Dynamic Pricing
ARC’s policy is to set ticket prices based on demand, like budget airlines, which means we set a price when the event goes on sale and then sometimes put the price up or down depending on how the show is selling. Usually, the price will increase as we get closer to the event, so it is advantageous to book in advance, although sometimes we will put special offers on and reduce the price. Our website will always show the current ticket price.
ARC’s theatre and dance performances are priced on a Pay What You Decide basis, which means you don’t have to pay until after you have seen a show!
We want to encourage more people to come and see shows at ARC, more often. Pay What You Decide not only allows you to pay what you can afford, rather than a fixed ticket price, but also removes the financial risk of buying a ticket for a show in advance without knowing whether you are going to enjoy it or not.
Tickets are available to book in advance as usual, but there is no obligation for you to pay until after you have seen the show. You can then decide on a price which you think is suitable based on your experience, which means if you haven’t enjoyed it at all, you don’t have to pay anything.
All money collected will help ARC pay the artists who have performed, and we therefore hope you will give generously.
Please ensure you have arrived and collected your tickets 15 minutes before the show starts in order to secure your seats. At the end of the show, you can decide what to pay, either by cash on the door or by card at the Box Office.
General Prices: Pay What You Decide
Seating: Unreserved seated
The second of three special events for 2018, Deranged Poetesses brings together female and non-binary performers from poetry collectives across the north, and challenges them to create a new ‘pecha kucha’ performance. Five poets take to the stage with 40 timed images projected on-screen – what will they say about motherhood? You can bet it won’t be all Farley’s rusks and fontanelles!
Sky Hawkins – Smile, Say Cheese
Daughter of a mother who suffered from mental ill-health, foster-child, care-home kid, mother and now step-mother – join Sky as she flicks through the pages of her photo albums and tells the real stories behind those careful, smiling poses!
Carmen Marcus – DayMoon
The first three months of motherhood, known as the fourth trimester, is perhaps the weirdest milestone on the rollercoaster ride towards becoming a mother, when women most experience conflict between their need to return to their own body and the need to surrender it to their child.
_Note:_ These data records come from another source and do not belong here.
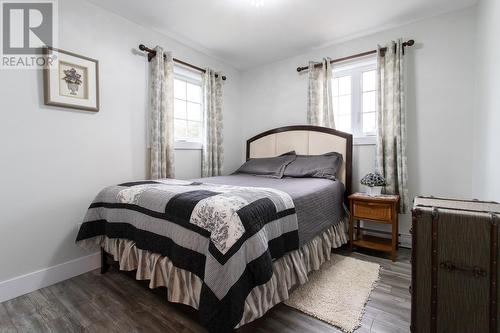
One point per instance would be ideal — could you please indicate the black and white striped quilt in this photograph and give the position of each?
(227, 235)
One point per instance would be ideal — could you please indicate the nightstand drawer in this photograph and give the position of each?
(372, 211)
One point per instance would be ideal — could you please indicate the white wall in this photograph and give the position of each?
(487, 115)
(440, 87)
(53, 161)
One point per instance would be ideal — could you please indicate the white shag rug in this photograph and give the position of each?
(337, 293)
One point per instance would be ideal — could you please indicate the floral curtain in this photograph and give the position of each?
(213, 150)
(320, 97)
(391, 129)
(161, 124)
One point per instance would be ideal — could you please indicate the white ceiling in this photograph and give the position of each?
(246, 36)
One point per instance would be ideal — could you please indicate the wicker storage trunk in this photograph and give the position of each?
(455, 266)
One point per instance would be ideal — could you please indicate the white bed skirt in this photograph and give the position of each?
(184, 287)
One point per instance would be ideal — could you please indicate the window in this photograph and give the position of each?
(188, 111)
(355, 99)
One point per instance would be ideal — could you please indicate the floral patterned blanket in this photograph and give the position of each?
(227, 235)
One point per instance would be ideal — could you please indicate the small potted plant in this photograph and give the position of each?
(73, 80)
(373, 183)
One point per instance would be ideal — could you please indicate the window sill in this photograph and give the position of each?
(188, 145)
(364, 141)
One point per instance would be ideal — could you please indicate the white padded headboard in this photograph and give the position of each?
(305, 140)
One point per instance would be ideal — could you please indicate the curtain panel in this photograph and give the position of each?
(161, 124)
(391, 129)
(213, 150)
(320, 95)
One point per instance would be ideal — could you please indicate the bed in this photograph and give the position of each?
(232, 246)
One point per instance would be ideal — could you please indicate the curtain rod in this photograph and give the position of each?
(152, 54)
(410, 42)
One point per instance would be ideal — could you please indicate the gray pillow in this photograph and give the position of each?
(315, 166)
(270, 167)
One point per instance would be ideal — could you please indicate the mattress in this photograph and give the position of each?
(318, 202)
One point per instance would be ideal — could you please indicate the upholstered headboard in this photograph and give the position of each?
(305, 140)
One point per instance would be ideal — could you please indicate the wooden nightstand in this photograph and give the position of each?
(379, 209)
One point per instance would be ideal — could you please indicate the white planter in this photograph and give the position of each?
(373, 191)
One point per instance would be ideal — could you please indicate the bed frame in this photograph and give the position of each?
(305, 140)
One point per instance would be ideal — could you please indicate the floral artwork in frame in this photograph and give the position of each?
(71, 80)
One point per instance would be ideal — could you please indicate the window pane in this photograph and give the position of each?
(193, 93)
(345, 85)
(369, 123)
(179, 109)
(194, 130)
(180, 129)
(194, 111)
(369, 101)
(345, 105)
(179, 89)
(335, 87)
(369, 81)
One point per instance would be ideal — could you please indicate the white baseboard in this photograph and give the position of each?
(27, 283)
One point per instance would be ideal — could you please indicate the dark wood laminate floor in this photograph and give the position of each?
(115, 302)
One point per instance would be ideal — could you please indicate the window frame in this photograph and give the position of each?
(355, 69)
(189, 76)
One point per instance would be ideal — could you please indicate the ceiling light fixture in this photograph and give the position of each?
(257, 3)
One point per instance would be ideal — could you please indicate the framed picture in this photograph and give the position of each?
(71, 80)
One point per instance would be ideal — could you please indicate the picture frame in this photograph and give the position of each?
(71, 80)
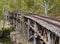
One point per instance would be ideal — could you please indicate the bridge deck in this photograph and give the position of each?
(53, 26)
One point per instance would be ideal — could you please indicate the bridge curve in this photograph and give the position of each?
(44, 28)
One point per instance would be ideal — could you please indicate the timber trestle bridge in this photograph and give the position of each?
(34, 29)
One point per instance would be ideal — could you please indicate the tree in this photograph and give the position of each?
(47, 5)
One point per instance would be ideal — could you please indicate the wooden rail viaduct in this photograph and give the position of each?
(41, 30)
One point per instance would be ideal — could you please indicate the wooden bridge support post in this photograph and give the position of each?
(50, 41)
(28, 27)
(35, 34)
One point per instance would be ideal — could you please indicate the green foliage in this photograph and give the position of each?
(32, 6)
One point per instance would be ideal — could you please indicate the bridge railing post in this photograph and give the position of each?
(35, 34)
(28, 27)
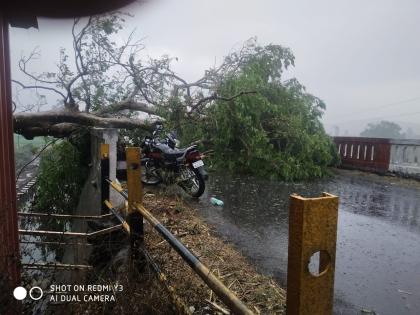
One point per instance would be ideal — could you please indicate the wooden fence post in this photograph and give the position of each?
(135, 195)
(312, 241)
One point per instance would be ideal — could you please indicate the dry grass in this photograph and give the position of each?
(261, 293)
(144, 294)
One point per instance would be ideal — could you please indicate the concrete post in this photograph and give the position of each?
(312, 241)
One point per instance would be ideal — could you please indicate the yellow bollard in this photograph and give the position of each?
(312, 237)
(135, 195)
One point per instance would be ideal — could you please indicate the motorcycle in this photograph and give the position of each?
(164, 162)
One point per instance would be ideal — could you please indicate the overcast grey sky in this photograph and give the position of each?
(362, 57)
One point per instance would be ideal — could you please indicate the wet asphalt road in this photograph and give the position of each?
(378, 241)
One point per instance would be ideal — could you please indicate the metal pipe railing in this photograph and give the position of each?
(226, 295)
(181, 306)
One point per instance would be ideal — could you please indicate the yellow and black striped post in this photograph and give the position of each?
(135, 195)
(104, 152)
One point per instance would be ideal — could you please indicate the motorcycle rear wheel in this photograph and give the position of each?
(148, 176)
(195, 185)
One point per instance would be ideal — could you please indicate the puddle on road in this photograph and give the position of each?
(378, 251)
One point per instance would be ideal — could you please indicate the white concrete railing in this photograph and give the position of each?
(405, 157)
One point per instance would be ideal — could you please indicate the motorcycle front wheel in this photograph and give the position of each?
(195, 184)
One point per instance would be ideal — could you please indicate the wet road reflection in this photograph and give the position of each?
(378, 244)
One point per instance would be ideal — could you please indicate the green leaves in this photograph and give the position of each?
(275, 133)
(61, 177)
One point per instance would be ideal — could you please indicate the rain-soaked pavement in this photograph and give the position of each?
(378, 243)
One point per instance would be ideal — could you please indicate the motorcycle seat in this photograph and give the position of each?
(174, 153)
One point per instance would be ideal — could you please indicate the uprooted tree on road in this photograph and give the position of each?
(255, 121)
(105, 83)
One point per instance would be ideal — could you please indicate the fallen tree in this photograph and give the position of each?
(106, 83)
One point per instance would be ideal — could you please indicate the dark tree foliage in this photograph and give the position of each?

Lisette Auton – Other Mothers
When people with disabilities are routinely sterilised, is a eugenically purified world just around the corner? How does the proverb ‘it takes a village to raise a child’ hold up today? In the era of Trump, are women’s reproductive rights regressing? Do you have to have a child to be a mother??
Sez Thomasin – Otherhood
As a queer, non-binary parent who has experienced the loss of stillbirth, Sez explores gendered semantics and assumptions around motherhood, and the reasons they will never feel able to claim the title. (Content note: this piece contains depictions and descriptions of stillbirth and child loss)
Louise Fazackerley – The Woman Who Turned Into An Eyeball
Wigan-based performer Louise plays narrator, child and very bad, smart-phone-obsessed, Northern working class mother in this darkly comic space-opera fable about the tensions between tech and ‘good parenting’.
This performance is priced on a Pay What You Decide basis, which means that tickets are available to book in advance as usual, but there is no obligation for you to pay until after you have seen the show. You can then decide on a price which you think is suitable based on your experience. Click here to find out more.
And before all of this happens, women and non-binary poets, and their poeting friends, are invited to a special afternoon of activities. Babes in arms are welcome during the afternoon, and a private space is available for feeding, changing and crashing out if needed. Join poet Carmen Marcus for We think back through our mothers, a poetry workshop that will tap into the daily rituals that mothers create in the home; watch a set of four films, Mother Tongues by Victoria Adukwei Bulley, bringing together acclaimed women poets of colour and the women who nurtured them; and poet and PhD student Katie Ailes asks Are the sisters doing it for themselves? in a round-table discussion where she will share some of her research into the work of female spoken word artists in the UK.